E poi c’è la questione dei costi e il riferimento non è ai 90 milioni stanziati attraverso i fondi Fsc regionali per rimettere in funzione gli impianti. Produrre acqua con un dissalatore ha costi astronomici: servono tra i 2 e i 3 euro al metro cubo. Per fare un raffronto, il costo di produzione dell’acqua dei pozzi, comprensivo anche dell’energia necessaria per i potabilizzatori, è di circa 0,10 centesimi al metro cubo, mentre ad esempio Aica, l’Azienda che gestisce il servizio idrico in provincia di Agrigento, acquista acqua da Siciliacque a 0,69 centesimi al metro cubo. Se si pensa che ogni provincia ha bisogno di almeno 100mila metri cubi al giorno, il costo, se la rete fosse alimentata dalla sola acqua dissalata, sarebbe tra i 200 e i 300mila euro ogni 24 ore.

Chi paga?

Chi paga? Difficile pensare che sia lo Stato o la Regione a farsi carico della spesa (servirebbero oltre 70 milioni l’anno per ogni provincia). Quindi il costo alla fine finirebbe per gravare sulle bollette degli utenti. Senza contare che nelle case dei siciliani arriva più o meno la metà dell’acqua immessa nelle condotte.
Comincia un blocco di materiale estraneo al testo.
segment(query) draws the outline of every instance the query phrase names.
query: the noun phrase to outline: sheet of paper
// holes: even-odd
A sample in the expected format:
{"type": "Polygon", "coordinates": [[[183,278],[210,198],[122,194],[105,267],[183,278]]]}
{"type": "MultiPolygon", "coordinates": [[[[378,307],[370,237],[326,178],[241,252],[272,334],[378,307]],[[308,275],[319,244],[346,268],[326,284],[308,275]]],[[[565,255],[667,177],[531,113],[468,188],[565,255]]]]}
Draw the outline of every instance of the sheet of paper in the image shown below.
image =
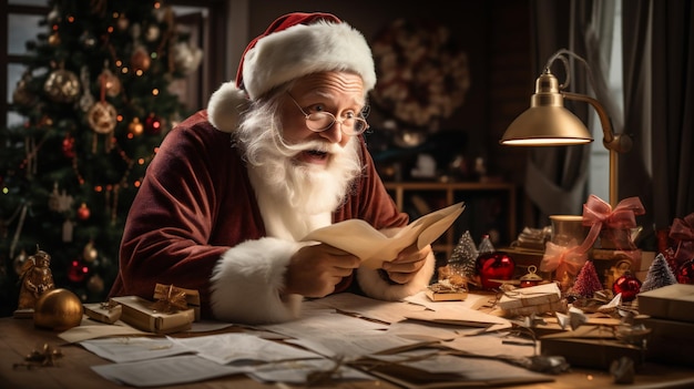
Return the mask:
{"type": "Polygon", "coordinates": [[[395,236],[386,236],[361,219],[348,219],[309,233],[302,240],[329,244],[361,259],[364,266],[380,268],[384,262],[392,260],[406,247],[417,243],[419,248],[431,244],[460,216],[463,203],[419,217],[395,236]]]}
{"type": "Polygon", "coordinates": [[[384,301],[350,293],[339,293],[304,303],[305,306],[334,308],[343,313],[355,314],[365,318],[385,323],[397,323],[406,319],[408,313],[427,309],[422,305],[406,301],[384,301]]]}
{"type": "Polygon", "coordinates": [[[197,356],[178,356],[127,364],[92,366],[100,376],[137,388],[200,382],[212,378],[244,373],[249,367],[215,364],[197,356]]]}
{"type": "Polygon", "coordinates": [[[177,338],[172,339],[172,341],[186,349],[195,350],[200,357],[220,365],[238,361],[272,362],[322,358],[297,347],[244,332],[177,338]]]}
{"type": "Polygon", "coordinates": [[[88,339],[106,338],[113,336],[145,336],[150,332],[141,331],[125,323],[118,320],[112,325],[98,324],[93,320],[83,320],[82,325],[72,327],[58,336],[71,344],[80,342],[88,339]]]}
{"type": "Polygon", "coordinates": [[[80,345],[101,358],[114,362],[133,362],[194,352],[166,338],[116,337],[83,340],[80,345]]]}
Il resto si perde per strada a causa della vetustà delle reti idriche.

«Il dissalatore – ha spiegato l’ingegnere agrigentino Giuseppe Riccobene che ha anni di esperienza nel settore idrico – può essere una importante, decisiva, fonte di approvvigionamento emergenziale. Ma ad alcune imprescindibili condizioni, essenzialmente legate ai costi di gestione di tali impianti. La tariffa da corrispondere a Siciliacque è sette volte maggiore del costo dell’acqua prodotta dai pozzi. Quello della dissalata è venticinque volte maggiore l’acqua di pozzi o delle sorgenti. Tutti costi, per il noto principio del full cost recovery, che dovranno necessariamente gravare sulle bollette degli utenti, già particolarmente esose a fronte di un servizio scadente. I dissalatori, quindi – ha aggiunto l’ing. Riccobene – possono essere una validissima fonte di approvvigionamento, ma solo a condizione di ripristinare tutti gli obblighi in capo ai gestori del servizio, a iniziare dagli investimenti più importanti, alle manutenzioni costanti, al contrasto serio ed efficace a tutti gli sprechi e a tutti gli abusi. Ove ciò non sia realizzato con una rinnovata serietà politica e capacità tecnica, le prospettive sono francamente molto cupe, con o senza dissalatori».